I'm classifying spam from a list of email text (stored in csv format), but before I can do this, I want to get some simple count stats from the output. I used CountVectorizer from sklearn as a first step and implemented by the following code
import pandas as pd
import numpy as np
from sklearn.model_selection import train_test_split
from sklearn.feature_extraction.text import CountVectorizer
#import data from csv
spam = pd.read_csv('spam.csv')
spam['Spam'] = np.where(spam['Spam']=='spam',1,0)
#split data
X_train, X_test, y_train, y_test = train_test_split(spam_data['text'], spam_data['target'], random_state=0)

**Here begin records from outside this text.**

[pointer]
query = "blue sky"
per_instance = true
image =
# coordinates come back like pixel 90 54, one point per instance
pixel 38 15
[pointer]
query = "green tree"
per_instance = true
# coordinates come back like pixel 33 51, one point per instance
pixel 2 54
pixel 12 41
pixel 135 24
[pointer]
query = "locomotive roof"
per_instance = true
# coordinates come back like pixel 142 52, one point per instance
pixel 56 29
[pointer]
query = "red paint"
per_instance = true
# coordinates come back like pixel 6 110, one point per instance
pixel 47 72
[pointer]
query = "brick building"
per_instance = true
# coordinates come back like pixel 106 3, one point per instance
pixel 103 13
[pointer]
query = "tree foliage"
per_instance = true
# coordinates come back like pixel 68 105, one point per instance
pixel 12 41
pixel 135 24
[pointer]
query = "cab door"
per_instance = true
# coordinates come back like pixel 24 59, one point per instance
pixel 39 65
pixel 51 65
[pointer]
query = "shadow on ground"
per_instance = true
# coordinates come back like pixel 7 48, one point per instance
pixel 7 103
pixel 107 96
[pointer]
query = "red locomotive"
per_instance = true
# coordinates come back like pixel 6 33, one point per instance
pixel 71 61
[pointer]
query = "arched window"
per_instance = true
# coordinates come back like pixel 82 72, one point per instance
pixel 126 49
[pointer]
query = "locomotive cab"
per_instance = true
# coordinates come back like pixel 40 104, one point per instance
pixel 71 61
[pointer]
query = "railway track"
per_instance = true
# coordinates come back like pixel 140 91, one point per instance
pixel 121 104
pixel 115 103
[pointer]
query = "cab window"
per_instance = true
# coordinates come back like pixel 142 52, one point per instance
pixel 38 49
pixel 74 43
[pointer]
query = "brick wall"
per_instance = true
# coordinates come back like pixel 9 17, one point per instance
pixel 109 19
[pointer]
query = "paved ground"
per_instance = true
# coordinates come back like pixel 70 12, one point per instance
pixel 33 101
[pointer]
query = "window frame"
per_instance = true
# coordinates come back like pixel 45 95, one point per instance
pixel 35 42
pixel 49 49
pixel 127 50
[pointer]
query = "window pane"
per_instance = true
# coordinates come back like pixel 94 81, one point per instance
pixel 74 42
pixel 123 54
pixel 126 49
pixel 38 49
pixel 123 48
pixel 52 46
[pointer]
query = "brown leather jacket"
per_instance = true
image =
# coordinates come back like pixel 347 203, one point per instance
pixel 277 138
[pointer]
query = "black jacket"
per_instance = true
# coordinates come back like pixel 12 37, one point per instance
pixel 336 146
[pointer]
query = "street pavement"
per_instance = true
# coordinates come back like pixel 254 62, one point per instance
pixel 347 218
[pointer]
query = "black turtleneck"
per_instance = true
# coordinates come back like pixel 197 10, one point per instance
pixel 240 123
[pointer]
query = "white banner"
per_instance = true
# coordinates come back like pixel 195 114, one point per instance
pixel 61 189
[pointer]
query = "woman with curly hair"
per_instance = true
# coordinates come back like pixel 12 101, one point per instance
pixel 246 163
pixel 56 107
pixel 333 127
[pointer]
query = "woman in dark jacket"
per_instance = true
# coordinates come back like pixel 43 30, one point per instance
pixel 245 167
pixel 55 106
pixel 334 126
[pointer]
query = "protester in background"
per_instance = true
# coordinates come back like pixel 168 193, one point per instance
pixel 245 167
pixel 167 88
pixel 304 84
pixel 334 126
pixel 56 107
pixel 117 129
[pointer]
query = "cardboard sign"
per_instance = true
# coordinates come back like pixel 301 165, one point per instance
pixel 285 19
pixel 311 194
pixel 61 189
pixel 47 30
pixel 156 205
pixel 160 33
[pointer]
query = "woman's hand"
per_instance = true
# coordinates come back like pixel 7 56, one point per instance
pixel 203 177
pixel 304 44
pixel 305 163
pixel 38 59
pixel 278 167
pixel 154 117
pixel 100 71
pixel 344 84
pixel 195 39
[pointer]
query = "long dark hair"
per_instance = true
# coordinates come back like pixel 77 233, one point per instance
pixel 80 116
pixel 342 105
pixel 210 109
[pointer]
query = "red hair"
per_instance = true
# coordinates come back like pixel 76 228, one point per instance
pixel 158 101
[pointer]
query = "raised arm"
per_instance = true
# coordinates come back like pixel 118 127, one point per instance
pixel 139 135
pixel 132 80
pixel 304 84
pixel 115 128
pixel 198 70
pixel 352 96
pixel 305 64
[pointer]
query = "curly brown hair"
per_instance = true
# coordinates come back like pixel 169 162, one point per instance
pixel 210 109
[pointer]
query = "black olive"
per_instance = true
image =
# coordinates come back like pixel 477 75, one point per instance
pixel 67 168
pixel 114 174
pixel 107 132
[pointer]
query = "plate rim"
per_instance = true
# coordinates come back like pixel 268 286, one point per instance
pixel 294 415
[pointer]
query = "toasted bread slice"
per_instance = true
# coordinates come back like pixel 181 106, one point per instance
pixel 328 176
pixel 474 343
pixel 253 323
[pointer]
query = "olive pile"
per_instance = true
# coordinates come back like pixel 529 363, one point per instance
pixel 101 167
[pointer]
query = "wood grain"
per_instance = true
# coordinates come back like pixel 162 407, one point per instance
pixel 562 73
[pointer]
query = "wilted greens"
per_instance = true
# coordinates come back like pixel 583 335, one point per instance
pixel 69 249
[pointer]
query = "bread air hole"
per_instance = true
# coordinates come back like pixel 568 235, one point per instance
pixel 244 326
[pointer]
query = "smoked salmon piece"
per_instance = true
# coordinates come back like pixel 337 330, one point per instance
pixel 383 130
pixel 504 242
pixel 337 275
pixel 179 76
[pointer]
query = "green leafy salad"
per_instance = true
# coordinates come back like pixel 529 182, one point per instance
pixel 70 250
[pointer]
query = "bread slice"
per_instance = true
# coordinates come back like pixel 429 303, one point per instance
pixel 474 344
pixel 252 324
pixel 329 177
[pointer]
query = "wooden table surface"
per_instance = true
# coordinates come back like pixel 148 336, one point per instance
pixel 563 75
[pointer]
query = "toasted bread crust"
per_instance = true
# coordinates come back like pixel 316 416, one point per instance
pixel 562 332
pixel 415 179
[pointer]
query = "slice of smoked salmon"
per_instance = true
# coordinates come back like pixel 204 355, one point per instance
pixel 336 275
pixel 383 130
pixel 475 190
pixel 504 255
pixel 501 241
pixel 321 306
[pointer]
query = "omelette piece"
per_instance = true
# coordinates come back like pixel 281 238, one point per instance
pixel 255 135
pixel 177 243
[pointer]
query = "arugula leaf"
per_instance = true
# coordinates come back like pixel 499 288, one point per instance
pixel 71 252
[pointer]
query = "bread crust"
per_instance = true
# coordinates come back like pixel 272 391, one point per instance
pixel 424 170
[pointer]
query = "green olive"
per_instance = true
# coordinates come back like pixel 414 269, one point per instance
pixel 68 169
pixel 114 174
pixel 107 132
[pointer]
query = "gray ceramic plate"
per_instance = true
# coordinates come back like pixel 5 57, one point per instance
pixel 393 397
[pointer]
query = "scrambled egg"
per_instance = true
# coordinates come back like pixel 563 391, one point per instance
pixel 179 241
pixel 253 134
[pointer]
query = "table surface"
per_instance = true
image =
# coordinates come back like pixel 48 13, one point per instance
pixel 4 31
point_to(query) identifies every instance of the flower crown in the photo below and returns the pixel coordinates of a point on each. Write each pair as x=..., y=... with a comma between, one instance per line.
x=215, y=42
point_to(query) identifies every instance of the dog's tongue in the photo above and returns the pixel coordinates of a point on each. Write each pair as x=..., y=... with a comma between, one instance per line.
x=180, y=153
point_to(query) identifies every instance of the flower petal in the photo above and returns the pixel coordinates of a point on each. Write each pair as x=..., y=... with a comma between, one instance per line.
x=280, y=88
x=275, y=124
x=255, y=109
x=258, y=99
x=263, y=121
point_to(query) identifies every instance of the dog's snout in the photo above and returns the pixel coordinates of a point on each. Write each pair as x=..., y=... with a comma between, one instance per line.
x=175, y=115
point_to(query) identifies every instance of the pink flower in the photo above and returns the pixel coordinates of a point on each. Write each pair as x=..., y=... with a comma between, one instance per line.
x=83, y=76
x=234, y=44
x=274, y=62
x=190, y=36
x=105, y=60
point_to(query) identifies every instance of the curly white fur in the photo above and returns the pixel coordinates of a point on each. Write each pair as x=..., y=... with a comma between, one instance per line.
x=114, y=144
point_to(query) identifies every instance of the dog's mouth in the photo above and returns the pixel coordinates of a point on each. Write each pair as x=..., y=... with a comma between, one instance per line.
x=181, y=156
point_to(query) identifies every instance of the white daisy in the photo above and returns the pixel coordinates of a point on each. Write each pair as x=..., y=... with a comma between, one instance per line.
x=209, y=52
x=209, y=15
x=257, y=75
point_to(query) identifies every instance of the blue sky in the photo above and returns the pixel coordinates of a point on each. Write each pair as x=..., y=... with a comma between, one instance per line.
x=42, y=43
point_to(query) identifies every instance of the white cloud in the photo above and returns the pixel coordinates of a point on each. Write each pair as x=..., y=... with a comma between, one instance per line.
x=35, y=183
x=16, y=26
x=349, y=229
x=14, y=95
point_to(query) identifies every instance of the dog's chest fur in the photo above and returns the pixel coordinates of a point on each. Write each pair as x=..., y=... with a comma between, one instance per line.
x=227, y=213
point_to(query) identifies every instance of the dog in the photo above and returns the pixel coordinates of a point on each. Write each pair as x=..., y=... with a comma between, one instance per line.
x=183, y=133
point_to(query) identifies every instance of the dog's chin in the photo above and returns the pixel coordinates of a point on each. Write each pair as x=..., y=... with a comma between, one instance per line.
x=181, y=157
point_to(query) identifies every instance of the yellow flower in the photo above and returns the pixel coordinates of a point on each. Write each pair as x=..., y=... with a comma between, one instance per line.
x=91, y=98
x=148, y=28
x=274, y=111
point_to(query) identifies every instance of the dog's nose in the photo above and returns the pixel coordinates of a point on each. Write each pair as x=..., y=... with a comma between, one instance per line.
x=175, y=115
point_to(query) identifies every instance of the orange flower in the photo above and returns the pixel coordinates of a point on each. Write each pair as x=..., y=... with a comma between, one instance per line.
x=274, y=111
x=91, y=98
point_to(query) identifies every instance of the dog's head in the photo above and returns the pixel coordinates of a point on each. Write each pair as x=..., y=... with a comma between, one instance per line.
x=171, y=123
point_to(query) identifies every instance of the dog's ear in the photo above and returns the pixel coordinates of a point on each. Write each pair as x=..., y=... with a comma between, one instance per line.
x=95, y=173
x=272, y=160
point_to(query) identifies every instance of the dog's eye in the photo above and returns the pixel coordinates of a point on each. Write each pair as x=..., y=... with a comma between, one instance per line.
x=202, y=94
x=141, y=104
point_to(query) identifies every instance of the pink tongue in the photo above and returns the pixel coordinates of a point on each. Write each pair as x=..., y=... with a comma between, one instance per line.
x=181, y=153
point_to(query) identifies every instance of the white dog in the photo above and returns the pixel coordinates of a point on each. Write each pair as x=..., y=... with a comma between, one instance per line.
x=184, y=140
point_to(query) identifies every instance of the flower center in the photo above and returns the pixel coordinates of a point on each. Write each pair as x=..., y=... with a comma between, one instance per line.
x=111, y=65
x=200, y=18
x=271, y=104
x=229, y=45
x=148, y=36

#convert 'features' to numeric and then to matrix or list
cv = CountVectorizer()
x_traincv = cv.fit_transform(X_train)
a = x_traincv.toarray()
a_list = cv.inverse_transform(a)
The output is stored in a matrix (named 'a') or a list of arrays (named 'a_list') format that looks like this
[array(['do', 'I', 'off', 'text', 'where', 'you'],
dtype='<U32'),
array(['ages', 'will', 'did', 'driving', 'have', 'hello', 'hi', 'hol', 'in', 'its', 'just', 'mate', 'message', 'nice', 'off', 'roads', 'say', 'sent', 'so', 'started', 'stay'], dtype='<U32'),
...
array(['biz', 'for', 'free', 'is', '1991', 'network', 'operator', 'service', 'the', 'visit'], dtype='<U32')]
but I found it a little difficult to get some simple count stats from these outputs, such as longest/shortest token, the average length of tokens, etc. How can I get these simple count stats from the matrix or list output that I generated?